Quality of the evidence: We judged the quality of all eight included studies to be adequate to address the main objectives of the review.
DTIs were as efficacious as VKAs for the composite outcome of vascular death and ischaemic events and only the dose of dabigatran 150 mg twice daily was found to be superior to warfarin. DTIs were associated with fewer major haemorrhagic events, including haemorrhagic strokes. Adverse events that led to discontinuation of treatment occurred more frequently with the DTIs. We detected no difference in death from all causes.
Chronic anticoagulation with vitamin K antagonists (VKAs) prevents ischaemic stroke and systemic embolism in people with non-valvular atrial fibrillation (AF) but dose adjustment, coagulation monitoring and bleeding limits its use. Direct thrombin inhibitors (DTIs) are under investigation as potential alternatives.
To assess (1) the comparative efficacy of long-term anticoagulation using DTIs versus VKAs on vascular deaths and ischaemic events in people with non-valvular AF, and (2) the comparative safety of chronic anticoagulation using DTIs versus VKAs on (a) fatal and non-fatal major bleeding events including haemorrhagic strokes, (b) adverse events other than bleeding and ischaemic events that lead to treatment discontinuation and (c) all-cause mortality in people with non-valvular AF.

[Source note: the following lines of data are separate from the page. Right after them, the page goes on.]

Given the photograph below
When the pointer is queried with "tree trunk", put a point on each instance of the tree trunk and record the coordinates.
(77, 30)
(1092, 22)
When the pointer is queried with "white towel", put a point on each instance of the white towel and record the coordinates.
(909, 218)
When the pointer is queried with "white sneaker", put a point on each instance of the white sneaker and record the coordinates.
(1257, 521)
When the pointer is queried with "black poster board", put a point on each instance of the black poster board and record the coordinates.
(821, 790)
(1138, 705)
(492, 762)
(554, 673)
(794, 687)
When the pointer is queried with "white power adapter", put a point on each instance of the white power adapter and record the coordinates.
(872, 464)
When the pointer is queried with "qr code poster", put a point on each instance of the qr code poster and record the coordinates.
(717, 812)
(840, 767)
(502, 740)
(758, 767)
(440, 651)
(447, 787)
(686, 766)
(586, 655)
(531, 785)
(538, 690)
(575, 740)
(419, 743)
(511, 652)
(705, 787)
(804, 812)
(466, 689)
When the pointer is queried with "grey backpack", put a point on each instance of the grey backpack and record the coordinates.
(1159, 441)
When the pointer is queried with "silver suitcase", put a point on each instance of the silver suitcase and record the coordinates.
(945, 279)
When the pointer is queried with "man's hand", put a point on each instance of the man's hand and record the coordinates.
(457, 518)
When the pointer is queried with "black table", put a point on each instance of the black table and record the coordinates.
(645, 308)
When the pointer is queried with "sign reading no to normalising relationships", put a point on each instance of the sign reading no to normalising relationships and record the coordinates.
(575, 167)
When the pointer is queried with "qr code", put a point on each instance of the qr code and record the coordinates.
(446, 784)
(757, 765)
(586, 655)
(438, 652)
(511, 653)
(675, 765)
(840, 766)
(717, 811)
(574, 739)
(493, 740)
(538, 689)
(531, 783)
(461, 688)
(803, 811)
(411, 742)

We searched the Cochrane Stroke Group Trials Register (July 2013), the Cochrane Central Register of Controlled Trials (CENTRAL), (The Cochrane Library, May 2013), MEDLINE (1950 to July 2013), EMBASE (1980 to October 2013), LILACS (1982 to October 2013) and trials registers (September 2013). We also searched the websites of clinical trials and pharmaceutical companies and handsearched the reference lists of articles and conference proceedings.
Randomised controlled trials (RCTs) comparing DTIs versus VKAs for prevention of stroke and systemic embolism in people with non-valvular AF.

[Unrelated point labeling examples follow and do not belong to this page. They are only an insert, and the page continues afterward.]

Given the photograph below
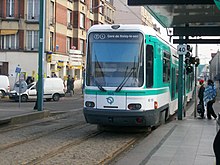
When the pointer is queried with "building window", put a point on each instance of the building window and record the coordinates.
(52, 13)
(32, 40)
(68, 42)
(81, 46)
(51, 41)
(82, 20)
(33, 10)
(69, 22)
(90, 23)
(91, 4)
(9, 42)
(10, 8)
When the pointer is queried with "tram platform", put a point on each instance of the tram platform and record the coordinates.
(180, 142)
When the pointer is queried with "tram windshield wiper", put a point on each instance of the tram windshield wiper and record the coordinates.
(99, 86)
(126, 77)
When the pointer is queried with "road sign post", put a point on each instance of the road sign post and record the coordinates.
(181, 50)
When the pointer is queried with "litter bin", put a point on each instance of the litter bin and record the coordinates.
(218, 122)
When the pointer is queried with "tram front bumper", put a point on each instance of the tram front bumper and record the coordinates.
(121, 117)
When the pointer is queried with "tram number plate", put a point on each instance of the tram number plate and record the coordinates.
(181, 49)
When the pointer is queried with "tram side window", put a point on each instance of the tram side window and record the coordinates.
(177, 78)
(149, 67)
(166, 67)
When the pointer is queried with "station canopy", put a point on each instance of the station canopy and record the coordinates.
(187, 18)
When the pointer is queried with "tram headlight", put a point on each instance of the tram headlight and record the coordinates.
(134, 106)
(90, 104)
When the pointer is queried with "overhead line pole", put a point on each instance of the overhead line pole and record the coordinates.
(41, 56)
(180, 86)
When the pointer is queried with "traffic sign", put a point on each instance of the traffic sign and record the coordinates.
(181, 49)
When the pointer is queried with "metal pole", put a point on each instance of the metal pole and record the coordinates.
(195, 108)
(180, 87)
(41, 56)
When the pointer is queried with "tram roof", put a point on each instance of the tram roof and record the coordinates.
(186, 17)
(122, 27)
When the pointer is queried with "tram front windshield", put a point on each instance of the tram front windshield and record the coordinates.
(114, 59)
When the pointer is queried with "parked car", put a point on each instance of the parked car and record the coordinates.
(53, 89)
(4, 85)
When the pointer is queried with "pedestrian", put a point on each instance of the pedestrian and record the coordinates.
(216, 147)
(200, 96)
(209, 98)
(72, 85)
(36, 102)
(68, 84)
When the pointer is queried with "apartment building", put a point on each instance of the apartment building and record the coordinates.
(66, 26)
(125, 14)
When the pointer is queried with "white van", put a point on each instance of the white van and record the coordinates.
(4, 85)
(53, 89)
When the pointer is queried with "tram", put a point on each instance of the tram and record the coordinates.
(131, 77)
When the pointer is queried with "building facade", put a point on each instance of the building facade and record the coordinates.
(66, 26)
(125, 14)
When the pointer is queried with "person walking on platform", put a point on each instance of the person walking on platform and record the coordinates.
(209, 98)
(201, 96)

All three review authors independently performed data extraction and assessment of risk of bias. Primary analyses compared all DTIs combined versus warfarin. We performed post hoc analyses excluding ximelagatran because this drug was withdrawn from the market owing to safety concerns.

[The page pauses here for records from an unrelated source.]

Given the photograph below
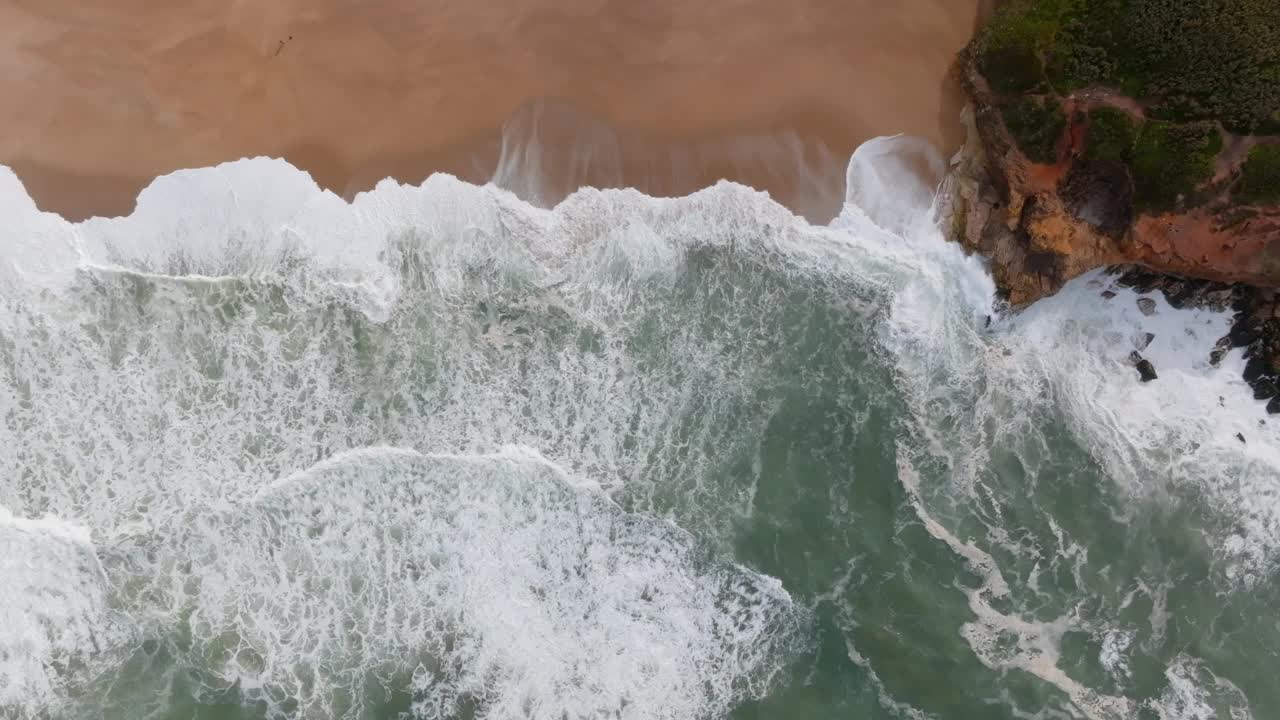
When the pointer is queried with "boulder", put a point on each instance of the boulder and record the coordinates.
(1146, 370)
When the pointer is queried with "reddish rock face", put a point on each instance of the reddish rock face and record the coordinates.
(1043, 224)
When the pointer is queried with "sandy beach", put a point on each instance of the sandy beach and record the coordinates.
(667, 96)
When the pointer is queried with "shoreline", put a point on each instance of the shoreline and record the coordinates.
(355, 94)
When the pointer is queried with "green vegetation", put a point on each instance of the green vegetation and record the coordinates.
(1037, 123)
(1187, 59)
(1165, 160)
(1171, 160)
(1111, 135)
(1260, 177)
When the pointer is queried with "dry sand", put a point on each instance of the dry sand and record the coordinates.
(99, 96)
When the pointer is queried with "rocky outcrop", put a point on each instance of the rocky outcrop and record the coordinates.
(1256, 327)
(1042, 223)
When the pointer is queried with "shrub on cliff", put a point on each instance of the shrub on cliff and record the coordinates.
(1036, 123)
(1166, 160)
(1188, 59)
(1260, 177)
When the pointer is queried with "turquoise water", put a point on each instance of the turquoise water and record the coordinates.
(440, 454)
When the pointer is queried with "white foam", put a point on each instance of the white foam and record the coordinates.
(243, 326)
(53, 609)
(488, 579)
(1005, 641)
(1196, 693)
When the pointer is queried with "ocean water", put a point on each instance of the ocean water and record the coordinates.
(443, 454)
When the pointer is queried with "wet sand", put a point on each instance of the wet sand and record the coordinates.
(667, 95)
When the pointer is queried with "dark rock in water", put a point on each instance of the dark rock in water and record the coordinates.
(1146, 370)
(1255, 369)
(1141, 279)
(1242, 336)
(1220, 350)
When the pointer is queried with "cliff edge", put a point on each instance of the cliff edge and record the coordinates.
(1142, 132)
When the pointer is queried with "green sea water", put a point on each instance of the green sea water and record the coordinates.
(444, 455)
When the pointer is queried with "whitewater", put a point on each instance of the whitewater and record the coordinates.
(442, 452)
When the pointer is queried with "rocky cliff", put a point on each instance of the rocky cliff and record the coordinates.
(1091, 144)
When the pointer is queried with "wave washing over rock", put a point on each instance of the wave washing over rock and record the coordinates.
(439, 452)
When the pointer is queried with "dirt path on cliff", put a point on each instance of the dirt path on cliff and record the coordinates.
(668, 95)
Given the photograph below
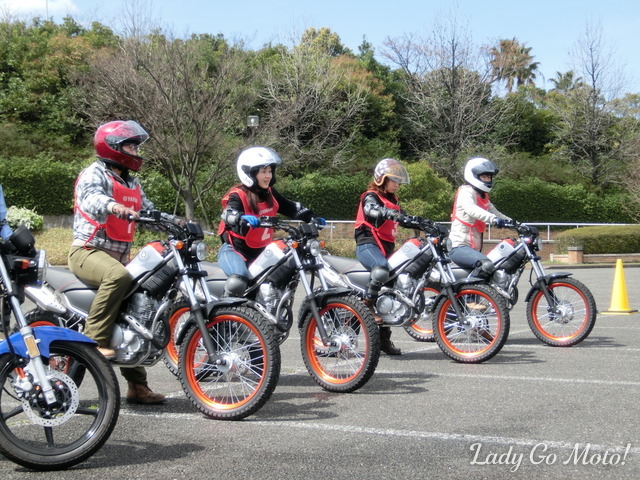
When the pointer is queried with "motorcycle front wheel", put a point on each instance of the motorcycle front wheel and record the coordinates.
(178, 315)
(349, 362)
(53, 437)
(482, 330)
(44, 318)
(246, 367)
(568, 319)
(422, 329)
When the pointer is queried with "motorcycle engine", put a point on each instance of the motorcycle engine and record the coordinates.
(501, 279)
(269, 296)
(128, 343)
(391, 309)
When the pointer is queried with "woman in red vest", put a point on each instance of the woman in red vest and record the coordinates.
(375, 232)
(106, 197)
(242, 206)
(472, 210)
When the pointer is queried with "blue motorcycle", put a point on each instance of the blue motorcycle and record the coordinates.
(59, 398)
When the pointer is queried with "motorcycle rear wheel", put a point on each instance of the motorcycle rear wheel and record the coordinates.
(246, 372)
(350, 364)
(569, 320)
(53, 437)
(483, 330)
(422, 329)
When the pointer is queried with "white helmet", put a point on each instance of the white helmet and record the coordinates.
(252, 159)
(480, 166)
(389, 167)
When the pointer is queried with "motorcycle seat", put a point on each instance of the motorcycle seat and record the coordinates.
(63, 280)
(214, 272)
(344, 265)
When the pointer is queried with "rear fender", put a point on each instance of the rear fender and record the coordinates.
(223, 302)
(320, 296)
(547, 279)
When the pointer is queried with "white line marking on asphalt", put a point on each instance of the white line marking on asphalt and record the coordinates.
(390, 432)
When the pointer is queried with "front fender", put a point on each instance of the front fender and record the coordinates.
(320, 295)
(222, 302)
(547, 279)
(45, 335)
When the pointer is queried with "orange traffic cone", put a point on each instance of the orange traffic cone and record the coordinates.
(619, 300)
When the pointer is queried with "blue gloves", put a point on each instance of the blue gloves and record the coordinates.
(252, 220)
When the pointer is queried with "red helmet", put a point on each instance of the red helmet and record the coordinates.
(110, 137)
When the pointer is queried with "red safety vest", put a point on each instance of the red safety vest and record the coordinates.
(479, 225)
(388, 230)
(255, 237)
(116, 228)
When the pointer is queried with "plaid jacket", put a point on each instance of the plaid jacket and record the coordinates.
(93, 194)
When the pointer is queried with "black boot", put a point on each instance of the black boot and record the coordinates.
(386, 345)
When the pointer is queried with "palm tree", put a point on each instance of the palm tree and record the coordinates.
(512, 62)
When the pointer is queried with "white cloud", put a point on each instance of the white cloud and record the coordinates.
(39, 7)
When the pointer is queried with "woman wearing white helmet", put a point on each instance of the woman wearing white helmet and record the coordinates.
(472, 210)
(375, 232)
(242, 238)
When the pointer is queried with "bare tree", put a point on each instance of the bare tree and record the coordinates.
(591, 135)
(447, 99)
(314, 105)
(188, 93)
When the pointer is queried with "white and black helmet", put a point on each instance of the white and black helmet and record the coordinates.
(480, 166)
(252, 159)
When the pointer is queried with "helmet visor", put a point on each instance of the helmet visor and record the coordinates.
(127, 132)
(397, 173)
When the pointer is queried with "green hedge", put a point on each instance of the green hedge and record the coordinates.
(40, 184)
(601, 239)
(46, 186)
(533, 200)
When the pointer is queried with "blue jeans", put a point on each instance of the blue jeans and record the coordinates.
(370, 255)
(231, 262)
(466, 257)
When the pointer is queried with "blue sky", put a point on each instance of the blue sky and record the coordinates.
(550, 28)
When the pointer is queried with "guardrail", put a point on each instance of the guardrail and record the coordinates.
(343, 228)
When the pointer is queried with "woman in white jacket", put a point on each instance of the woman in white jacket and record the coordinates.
(472, 210)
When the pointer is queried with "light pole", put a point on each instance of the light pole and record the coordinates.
(253, 122)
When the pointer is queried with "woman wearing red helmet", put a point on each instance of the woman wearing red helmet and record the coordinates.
(106, 197)
(375, 232)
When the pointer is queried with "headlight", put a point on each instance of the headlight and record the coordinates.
(42, 266)
(314, 248)
(447, 245)
(537, 244)
(199, 250)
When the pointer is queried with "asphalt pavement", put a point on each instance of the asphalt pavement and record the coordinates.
(533, 411)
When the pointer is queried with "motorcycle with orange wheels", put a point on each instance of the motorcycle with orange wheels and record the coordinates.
(561, 311)
(470, 320)
(340, 342)
(230, 360)
(59, 398)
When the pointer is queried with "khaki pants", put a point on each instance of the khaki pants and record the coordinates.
(100, 269)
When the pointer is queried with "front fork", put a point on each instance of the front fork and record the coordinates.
(311, 299)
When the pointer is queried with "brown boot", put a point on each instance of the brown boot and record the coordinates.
(143, 395)
(386, 345)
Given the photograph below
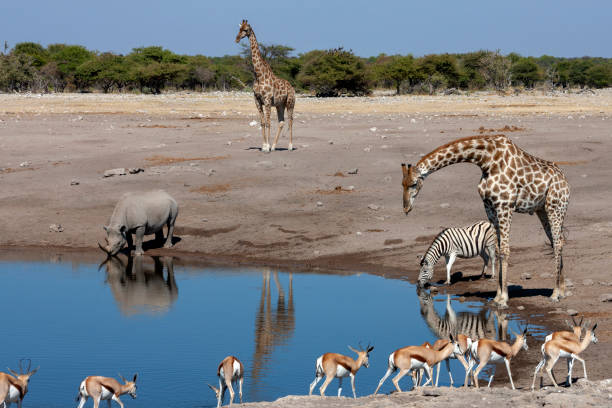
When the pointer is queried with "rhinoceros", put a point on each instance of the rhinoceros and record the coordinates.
(141, 214)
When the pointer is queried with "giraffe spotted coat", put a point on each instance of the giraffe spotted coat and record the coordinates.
(512, 181)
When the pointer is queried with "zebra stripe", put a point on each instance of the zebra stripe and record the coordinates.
(465, 242)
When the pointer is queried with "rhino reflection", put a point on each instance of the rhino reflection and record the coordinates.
(474, 325)
(273, 325)
(139, 288)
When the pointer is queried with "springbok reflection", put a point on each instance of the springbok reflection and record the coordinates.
(138, 288)
(273, 326)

We included eight studies involving a total of 27,557 participants with non-valvular AF and one or more risk factors for stroke; 26,601 of them were assigned to standard doses groups and included in the primary analysis. The DTIs: dabigatran 110 mg twice daily and 150 mg twice daily (three studies, 12,355 participants), AZD0837 300 mg once per day (two studies, 233 participants) and ximelagatran 36 mg twice per day (three studies, 3726 participants) were compared with the VKA warfarin (10,287 participants). Overall risk of bias and statistical heterogeneity of the studies included were low.
The odds of vascular death and ischaemic events were not significantly different between all DTIs and warfarin (odds ratio (OR) 0.94, 95% confidence interval (CI) 0.85 to 1.05). Sensitivity analysis by dose of dabigatran on reduction in ischaemic events and vascular mortality indicated that dabigatran 150 mg twice daily was superior to warfarin although the effect estimate was of borderline statistical significance (OR 0.86, 95% CI 0.75 to 0.99). Sensitivity analyses by other factors did not alter the results. Fatal and non-fatal major bleeding events, including haemorrhagic strokes, were less frequent with the DTIs (OR 0.87, 95% CI 0.78 to 0.97). Adverse events that led to discontinuation of treatment were significantly more frequent with the DTIs (OR 2.18, 95% CI 1.82 to 2.61). All-cause mortality was similar between DTIs and warfarin (OR 0.91, 95% CI 0.83 to 1.01).